Sérgio Tejada O objetivo do e-Proc não é competir com o PJe. Há tribunais que estão satisfeitos com esse sistema. Na verdade, o e-Proc gostaria de ser um aliado do CNJ nessa árdua tarefa de informatizar totalmente a Justiça brasileira. Certamente, se houver uma sinalização nesse sentido do CNJ, a congregação de esforços reduziria significativamente os gastos totais envolvidos e aceleraria muito a instalação do processo eletrônico em 100% dos tribunais. Afinal, o e-Proc já demonstrou perfeita interoperabilidade com o PJe, e esses sistemas podem ser facilmente integrados. Seria um ganho enorme para os usuários externos, em especial os advogados.

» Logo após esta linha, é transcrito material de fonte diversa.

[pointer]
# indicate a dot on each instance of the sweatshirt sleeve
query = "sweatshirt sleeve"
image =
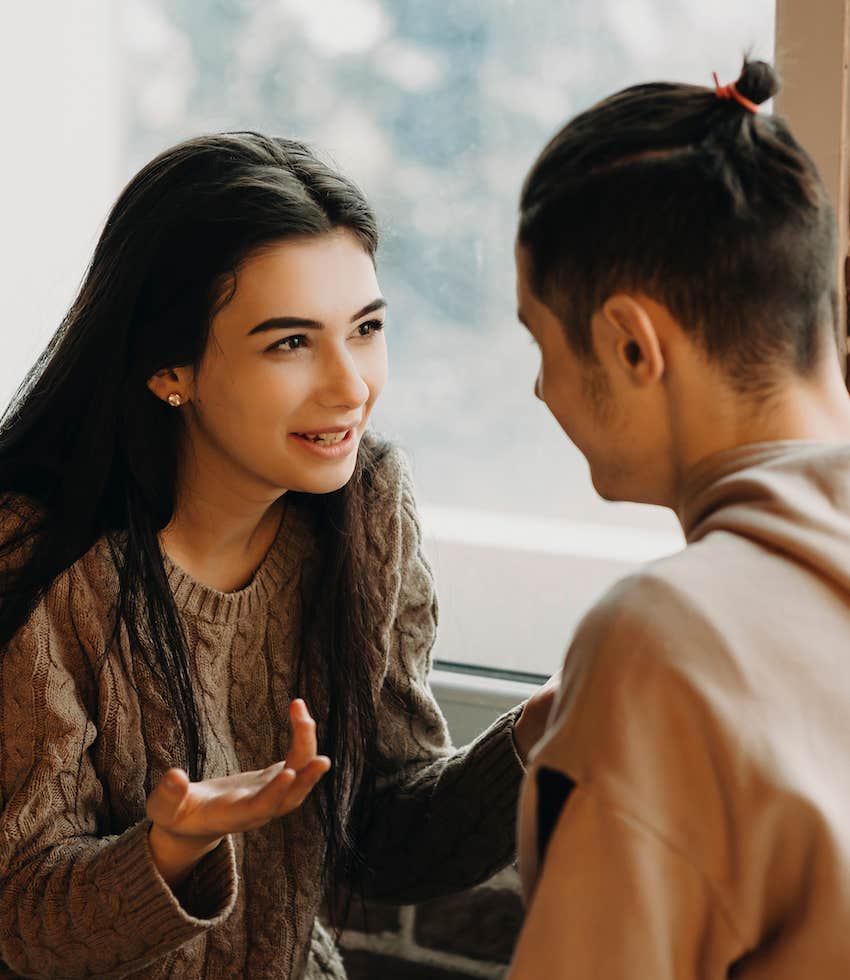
(627, 853)
(616, 900)
(444, 818)
(73, 902)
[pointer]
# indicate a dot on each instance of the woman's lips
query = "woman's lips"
(323, 450)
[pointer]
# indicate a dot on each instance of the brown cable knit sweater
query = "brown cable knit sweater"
(82, 744)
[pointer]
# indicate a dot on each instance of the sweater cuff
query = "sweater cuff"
(150, 904)
(495, 762)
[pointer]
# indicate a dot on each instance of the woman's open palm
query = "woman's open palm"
(208, 810)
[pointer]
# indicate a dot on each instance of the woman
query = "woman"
(198, 533)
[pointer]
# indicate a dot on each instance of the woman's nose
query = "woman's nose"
(343, 383)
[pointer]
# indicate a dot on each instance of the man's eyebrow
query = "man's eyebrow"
(303, 323)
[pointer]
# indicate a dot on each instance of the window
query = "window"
(437, 110)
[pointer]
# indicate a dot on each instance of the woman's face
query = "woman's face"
(294, 363)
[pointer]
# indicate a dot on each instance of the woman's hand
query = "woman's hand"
(529, 727)
(190, 819)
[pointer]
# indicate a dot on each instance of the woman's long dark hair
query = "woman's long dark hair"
(87, 451)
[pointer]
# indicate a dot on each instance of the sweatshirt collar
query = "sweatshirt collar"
(706, 483)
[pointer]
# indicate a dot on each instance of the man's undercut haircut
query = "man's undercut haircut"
(698, 203)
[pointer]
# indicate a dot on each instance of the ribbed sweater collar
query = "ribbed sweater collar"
(277, 570)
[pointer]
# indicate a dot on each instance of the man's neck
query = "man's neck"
(717, 418)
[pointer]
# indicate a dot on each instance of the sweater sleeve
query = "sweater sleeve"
(75, 903)
(444, 818)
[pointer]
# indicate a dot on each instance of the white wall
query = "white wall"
(60, 145)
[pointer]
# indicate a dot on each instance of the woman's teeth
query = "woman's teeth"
(328, 438)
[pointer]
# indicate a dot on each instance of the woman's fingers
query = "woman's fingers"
(303, 746)
(288, 790)
(168, 798)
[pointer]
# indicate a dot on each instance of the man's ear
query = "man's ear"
(626, 339)
(172, 385)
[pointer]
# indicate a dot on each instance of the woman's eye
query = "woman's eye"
(370, 327)
(295, 342)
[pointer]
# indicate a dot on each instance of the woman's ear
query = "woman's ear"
(172, 385)
(627, 340)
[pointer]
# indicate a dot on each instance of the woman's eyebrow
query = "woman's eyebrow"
(303, 323)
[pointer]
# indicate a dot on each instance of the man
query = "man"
(687, 813)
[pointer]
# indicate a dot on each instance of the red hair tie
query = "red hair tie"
(730, 92)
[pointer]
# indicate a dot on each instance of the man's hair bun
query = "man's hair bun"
(758, 81)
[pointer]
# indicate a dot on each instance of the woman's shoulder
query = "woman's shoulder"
(386, 468)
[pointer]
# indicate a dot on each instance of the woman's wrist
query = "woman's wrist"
(176, 857)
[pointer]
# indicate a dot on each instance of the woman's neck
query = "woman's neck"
(219, 535)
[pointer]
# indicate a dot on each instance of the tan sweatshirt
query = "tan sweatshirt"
(687, 814)
(82, 744)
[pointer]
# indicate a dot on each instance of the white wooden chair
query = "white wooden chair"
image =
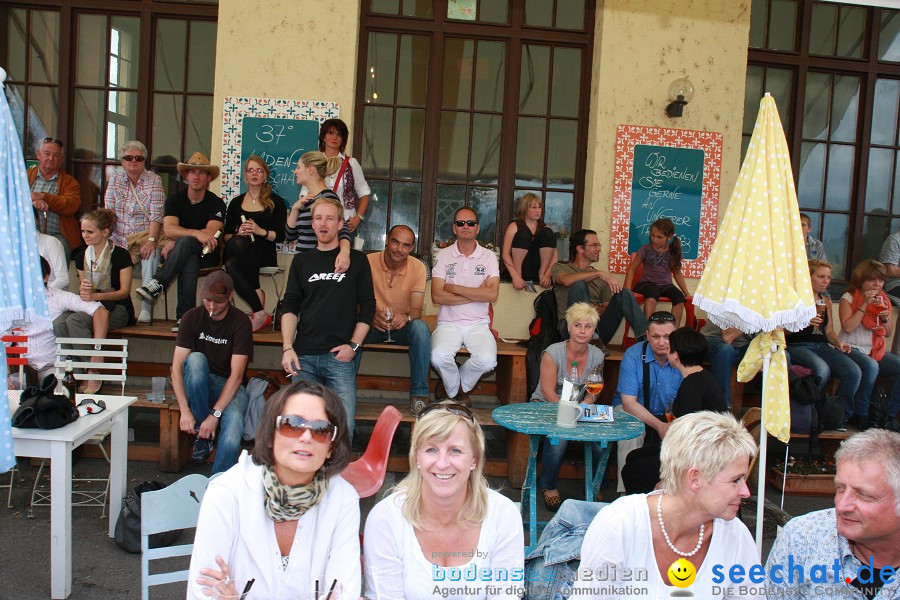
(174, 507)
(114, 369)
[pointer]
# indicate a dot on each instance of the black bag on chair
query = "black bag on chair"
(40, 408)
(128, 525)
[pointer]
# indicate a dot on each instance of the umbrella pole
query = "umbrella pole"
(761, 473)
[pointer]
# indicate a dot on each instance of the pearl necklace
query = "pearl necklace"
(662, 526)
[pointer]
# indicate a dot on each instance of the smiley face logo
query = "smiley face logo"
(682, 573)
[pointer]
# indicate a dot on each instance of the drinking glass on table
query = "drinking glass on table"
(594, 383)
(820, 312)
(389, 318)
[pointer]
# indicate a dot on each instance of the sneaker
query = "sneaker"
(151, 291)
(201, 451)
(417, 404)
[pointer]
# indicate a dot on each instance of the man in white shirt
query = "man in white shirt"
(464, 281)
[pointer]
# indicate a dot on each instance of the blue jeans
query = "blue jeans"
(889, 366)
(339, 377)
(826, 361)
(722, 357)
(203, 389)
(551, 460)
(185, 262)
(417, 336)
(620, 305)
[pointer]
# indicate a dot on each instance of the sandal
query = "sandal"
(551, 501)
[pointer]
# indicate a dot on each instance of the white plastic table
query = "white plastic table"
(57, 445)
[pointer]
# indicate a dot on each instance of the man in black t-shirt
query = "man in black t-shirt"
(213, 348)
(329, 312)
(192, 220)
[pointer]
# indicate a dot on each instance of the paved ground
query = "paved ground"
(101, 570)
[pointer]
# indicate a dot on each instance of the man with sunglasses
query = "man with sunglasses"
(192, 220)
(212, 350)
(577, 281)
(464, 282)
(399, 282)
(647, 385)
(56, 196)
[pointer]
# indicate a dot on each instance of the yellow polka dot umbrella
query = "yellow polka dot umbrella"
(757, 278)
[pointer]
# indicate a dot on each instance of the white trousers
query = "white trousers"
(445, 343)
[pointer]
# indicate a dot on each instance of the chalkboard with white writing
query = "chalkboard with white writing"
(280, 142)
(667, 183)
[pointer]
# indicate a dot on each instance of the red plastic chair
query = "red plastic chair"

ConJur — Quais os próximos passos?
Sérgio Tejada
O e-Proc está em permanente evolução. Recentemente, a arquitetura foi aperfeiçoada para o que chamamos de versão nacional, para facilitar a cessão do sistema para outros tribunais. Consequentemente, o desenvolvimento de novas ferramentas e soluções ficou mais fácil. A inteligência artificial já está sendo utilizada no e-Proc. Em breve, vamos dar publicidade ao que está sendo feito nessa área. Também iremos anunciar para breve um novo layout do sistema, mais moderno e amigável, que se adaptará ao equipamento do usuário, tornando mais fácil sua utilização. Outra novidade é o cadastro único para todos os advogados que atuam em quaisquer dos tribunais que têm o e-Proc.